The test went well. Vada had every "episode" that we had previously questioned and not one single movement showed up to be a seizure! This was great news. Overwhelmingly great news. However, I am not one to leave "well enough" alone, (or is it "good enough"...? Ugh..., I need to go back to school!). On Monday I am taking Vada to her GI specialist and requesting that further testing be done.
(This picture was from September 2010 when Vada first started to have seizures. You can see that there are "rest" periods between the "peeks". The rest period's show Vada's normal brain activity. The peeks are what happens when you have what is called hypsarrhythmia. Hypsarrhythmia is something commonly seen with her type of Epilepsy.)
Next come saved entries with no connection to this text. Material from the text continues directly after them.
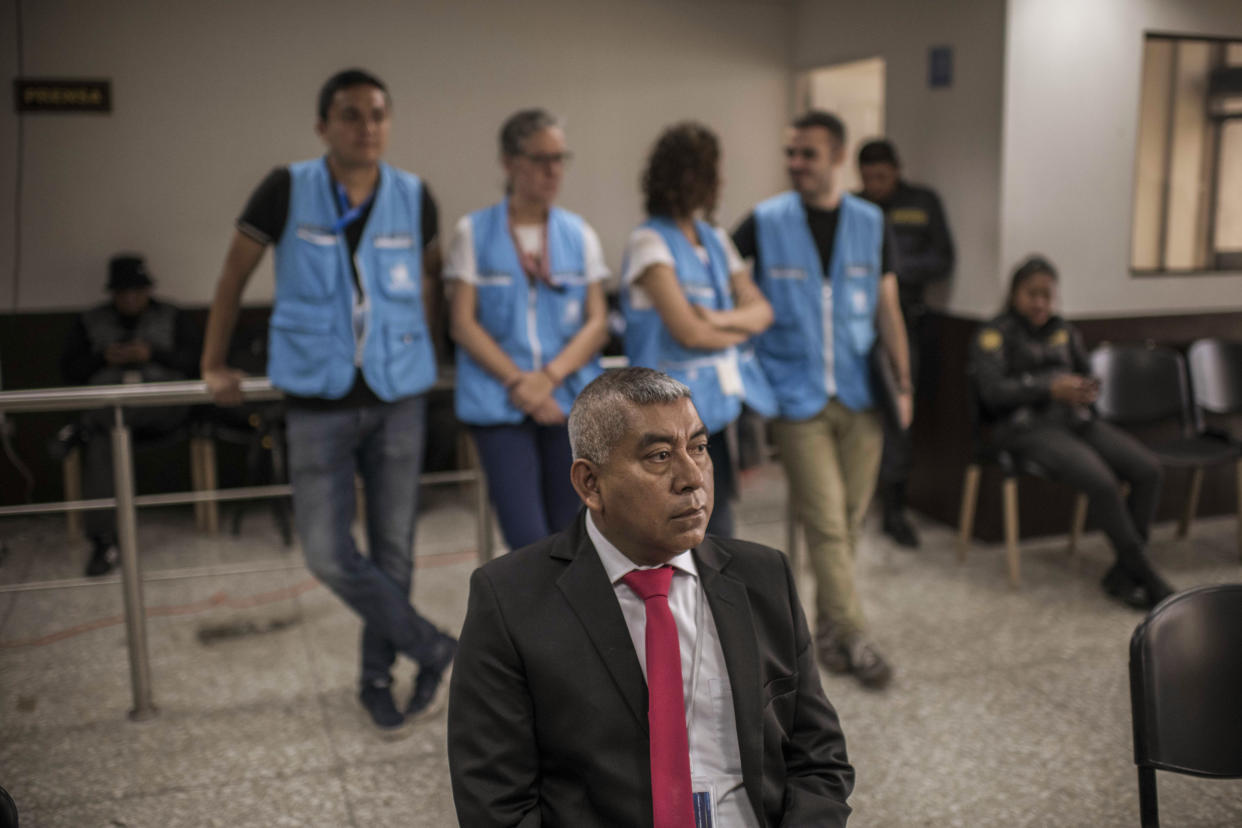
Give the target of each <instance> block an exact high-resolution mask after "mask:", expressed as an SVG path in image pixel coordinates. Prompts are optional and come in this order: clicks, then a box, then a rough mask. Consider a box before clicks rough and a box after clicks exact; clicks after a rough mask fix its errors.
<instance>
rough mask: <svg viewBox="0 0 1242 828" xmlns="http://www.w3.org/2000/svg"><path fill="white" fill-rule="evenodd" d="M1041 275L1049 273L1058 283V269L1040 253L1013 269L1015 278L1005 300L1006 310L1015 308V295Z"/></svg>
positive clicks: (1013, 268) (1010, 285) (1024, 260)
mask: <svg viewBox="0 0 1242 828" xmlns="http://www.w3.org/2000/svg"><path fill="white" fill-rule="evenodd" d="M1040 273H1047V274H1048V276H1051V277H1052V281H1053V282H1057V281H1058V277H1057V268H1056V267H1054V266H1053V264H1052V262H1049V261H1048V259H1047V258H1045V257H1043V256H1040V254H1038V253H1035V254H1033V256H1027V257H1026V258H1025V259H1023V261H1022V263H1021V264H1018V266H1017V267H1016V268H1013V276H1011V277H1010V290H1009V294H1006V299H1005V308H1006V309H1007V310H1009V309H1012V308H1013V294H1015V293H1017V289H1018V288H1020V287H1022V283H1023V282H1026V281H1027V279H1030V278H1031V277H1033V276H1037V274H1040Z"/></svg>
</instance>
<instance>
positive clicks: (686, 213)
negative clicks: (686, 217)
mask: <svg viewBox="0 0 1242 828" xmlns="http://www.w3.org/2000/svg"><path fill="white" fill-rule="evenodd" d="M719 165H720V142H719V140H718V139H717V137H715V133H713V132H712V130H710V129H708V128H707V127H704V125H703V124H700V123H697V122H693V120H683V122H682V123H679V124H673V125H672V127H669V128H668V129H666V130H664V132H663V133H661V135H660V138H658V139H657V140H656V145H655V146H653V148H652V149H651V155H648V156H647V169H646V170H645V171H643V174H642V194H643V197H645V206H646V209H647V215H648V216H671V217H674V218H676V217H679V216H688V215H691V214H692V212H694V211H696V210H698V209H699V207H705V210H707V214H708V216H710V215H712V211H713V210H714V209H715V199H717V195H718V194H719V189H720V171H719Z"/></svg>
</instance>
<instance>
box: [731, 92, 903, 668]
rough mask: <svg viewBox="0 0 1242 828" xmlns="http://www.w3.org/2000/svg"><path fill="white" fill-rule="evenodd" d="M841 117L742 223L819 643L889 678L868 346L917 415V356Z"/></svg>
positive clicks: (900, 423) (840, 666)
mask: <svg viewBox="0 0 1242 828" xmlns="http://www.w3.org/2000/svg"><path fill="white" fill-rule="evenodd" d="M845 150H846V134H845V125H843V124H842V123H841V120H840V119H838V118H837V117H836V115H833V114H831V113H827V112H818V110H812V112H810V113H807V114H805V115H802V117H800V118H799V119H797V120H795V122H794V124H792V128H791V130H790V138H789V144H787V146H786V149H785V154H786V158H787V171H789V176H790V181H791V182H792V185H794V190H792V191H789V192H784V194H781V195H777V196H775V197H773V199H769V200H766V201H764V202H761V204H760V205H759V206H756V207H755V210H754V212H753V214H751V215H750V216H748V217H746V218H745V220H744V221H743V222H741V225H740V226H739V227H738V230H737V231H735V232H734V241H735V242H737V245H738V250H739V251H740V253H741V256H744V257H746V258H750V259H753V261H754V267H755V282H756V284H758V286H759V289H760V290H763V293H764V295H766V297H768V300H769V302H770V303H771V305H773V313H774V315H775V322H774V323H773V326H771V328H770V329H768V331H765V333H764V334H763V335H761V336H760V338H759V339H758V341H756V344H755V350H756V351H758V355H759V361H760V364H761V365H763V367H764V370H765V371H766V374H768V379H769V381H770V382H771V386H773V391H774V392H775V395H776V402H777V405H779V407H780V416H779V417H777V418H776V420H775V421H774V422H773V436H774V438H775V441H776V444H777V447H779V449H780V456H781V463H782V464H784V466H785V473H786V477H787V478H789V493H790V494H789V497H790V498H792V499H794V503H795V504H796V508H797V513H799V519H800V520H801V523H802V526H804V528H805V530H806V541H807V547H809V551H810V559H811V565H812V566H814V569H815V580H816V608H817V624H816V650H817V653H818V657H820V662H821V664H823V667H825V668H826V669H827V670H830V672H833V673H851V674H853V675H854V677H856V678H857V679H858V680H859V682H862V684H863V685H864V686H868V688H882V686H884V685H886V684H888V682H889V680H891V678H892V674H893V670H892V667H891V665H889V664H888V662H887V660H886V659H884V658H883V655H881V653H879V650H878V648H877V647H876V646H874V644H873V643H872V642H871V641H868V638H867V637H866V633H864V621H863V613H862V606H861V603H859V601H858V593H857V590H856V588H854V567H853V561H854V552H856V550H857V546H858V535H859V530H861V528H862V521H863V516H864V515H866V513H867V505H868V503H869V502H871V497H872V493H873V492H874V490H876V477H877V474H878V472H879V458H881V449H882V448H883V431H882V426H881V420H879V415H878V413H877V412H876V410H874V408H876V405H877V402H879V401H881V400H879V395H881V394H882V392H883V391H884V389H883V387H873V385H872V379H871V360H869V354H871V350H872V346H873V345H874V344H876V341H877V334H878V340H879V344H881V346H882V349H883V354H884V355H887V358H888V360H889V364H891V366H892V372H893V375H895V380H897V382H895V385H897V390H895V392H894V394H893V397H894V398H893V400H892V402H893V407H894V408H895V410H897V418H898V420H899V422H900V425H902V427H903V428H905V427H908V426H909V423H910V418H912V416H913V402H912V396H910V370H909V354H908V350H907V341H905V328H904V324H903V323H902V312H900V305H899V303H898V292H897V277H895V276H894V271H895V267H894V262H893V261H892V259H893V253H892V247H893V245H892V240H891V232H889V231H888V228H887V227H886V222H884V215H883V212H882V211H881V210H879V207H877V206H876V205H872V204H868V202H867V201H863V200H862V199H858V197H856V196H852V195H850V194H848V192H845V191H843V186H842V175H841V173H842V168H843V165H845Z"/></svg>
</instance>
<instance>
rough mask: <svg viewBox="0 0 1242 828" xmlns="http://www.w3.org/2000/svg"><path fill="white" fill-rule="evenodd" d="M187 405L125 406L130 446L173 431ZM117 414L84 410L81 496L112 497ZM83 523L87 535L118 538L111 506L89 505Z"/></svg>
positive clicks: (99, 408)
mask: <svg viewBox="0 0 1242 828" xmlns="http://www.w3.org/2000/svg"><path fill="white" fill-rule="evenodd" d="M188 412H189V408H186V407H185V406H175V407H169V408H125V410H124V416H125V425H127V426H128V427H129V434H130V438H132V442H130V446H133V447H134V448H135V449H140V448H142V441H144V439H158V438H160V437H163V436H165V434H168V433H170V432H173V431H176V430H178V428H179V427H180V426H181V423H184V422H185V417H186V413H188ZM114 425H116V416H114V415H113V410H112V408H99V410H96V411H87V412H86V413H84V415H82V421H81V426H82V431H83V433H84V436H86V444H84V446H83V447H82V497H83V498H86V499H87V500H92V499H94V498H111V497H113V494H114V492H116V479H114V475H113V469H112V428H113V426H114ZM82 515H83V516H82V526H83V529H84V530H86V535H87V538H91V539H98V540H103V541H106V542H112V541H116V539H117V513H116V510H114V509H92V510H89V511H84V513H82Z"/></svg>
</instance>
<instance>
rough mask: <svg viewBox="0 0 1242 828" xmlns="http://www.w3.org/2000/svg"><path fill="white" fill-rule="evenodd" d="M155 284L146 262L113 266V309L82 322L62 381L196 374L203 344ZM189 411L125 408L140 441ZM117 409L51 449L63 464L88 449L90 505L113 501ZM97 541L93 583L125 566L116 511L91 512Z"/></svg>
mask: <svg viewBox="0 0 1242 828" xmlns="http://www.w3.org/2000/svg"><path fill="white" fill-rule="evenodd" d="M152 284H153V282H152V278H150V274H149V273H148V272H147V262H144V261H143V257H142V256H135V254H132V253H125V254H120V256H114V257H113V258H112V261H111V262H109V263H108V292H109V293H111V294H112V298H111V300H109V302H107V303H104V304H101V305H98V307H96V308H92V309H91V310H87V312H86V313H83V314H82V315H81V317H78V319H77V323H76V324H75V325H73V329H72V330H71V331H70V340H68V343H67V344H66V348H65V354H63V355H62V358H61V374H62V375H63V376H65V381H66V382H68V384H70V385H119V384H123V382H168V381H171V380H184V379H186V377H189V376H191V375H193V374H194V364H195V359H196V356H197V340H196V338H195V335H194V330H193V326H191V325H190V323H189V319H186V317H185V314H183V313H181V312H180V310H178V308H175V307H174V305H171V304H169V303H168V302H160V300H159V299H155V298H153V297H152ZM188 411H189V410H188V408H186V407H185V406H165V407H159V406H156V407H145V406H144V407H137V408H125V423H127V425H128V426H129V428H130V430H132V431H133V434H134V437H135V439H144V438H147V439H149V438H158V437H160V436H164V434H168V433H169V432H171V431H175V430H176V428H178V427H180V426H181V423H184V422H185V417H186V413H188ZM112 423H113V413H112V410H99V411H88V412H87V413H84V415H83V416H82V418H81V420H79V421H78V422H77V423H73V425H71V426H66V427H65V428H62V430H61V432H60V433H58V434H57V436H56V439H55V441H53V442H52V444H51V452H52V456H53V457H55V458H57V459H63V457H65V454H67V453H68V452H70V451H72V449H73V448H75V447H78V446H79V447H82V494H83V497H86V498H87V499H93V498H111V497H112V494H113V470H112V437H111V430H112ZM82 523H83V526H84V528H86V535H87V538H88V539H89V540H91V559H89V561H88V562H87V566H86V574H87V575H88V576H97V575H106V574H107V572H111V571H112V569H113V567H114V566H116V565H117V557H118V555H117V515H116V511H113V510H112V509H92V510H91V511H87V513H84V516H83V521H82Z"/></svg>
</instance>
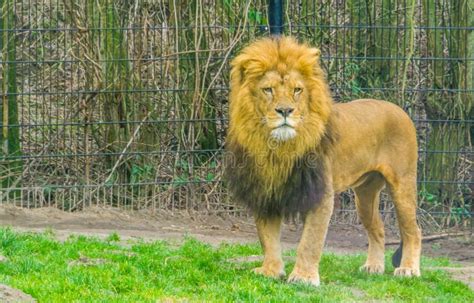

(This picture was from the January 2011 VEEG. No peeks. No hypasarrhythmia!!! The Neurologist said that her brain activity is slower than a typical child, but that slower activity is commonly seen in people who have Down syndrome.)
One new piece of information that we discovered during this last OSF stay was that Vada's has leukopenia. Which means that her White blood count (WBC) is low. Her levels should be over 1000 and right now it is in the low 600's. I'm sure most of you know, but for those who don't, your white blood cells are what helps your body fight off infections. The cause of her low WBC is probably being cause by the Valporic Acid that she is taking to help control the seizures. Since the Valporic Acid is working at maintaining a seizure free Vada we all agree that we would like to attempt to keep her on it. So we have started to give her Levocarnatine, which is known to help raise and maintain the WBC.
Vada will have to have her blood continuously checked to make sure that her levels are where they need to be. If the Levocarnitine does not help then we will have to look at putting Vada on a different Anticonvulsant. For now, were going to keep a positive mind set and pray that the Levocarnitine does the trick!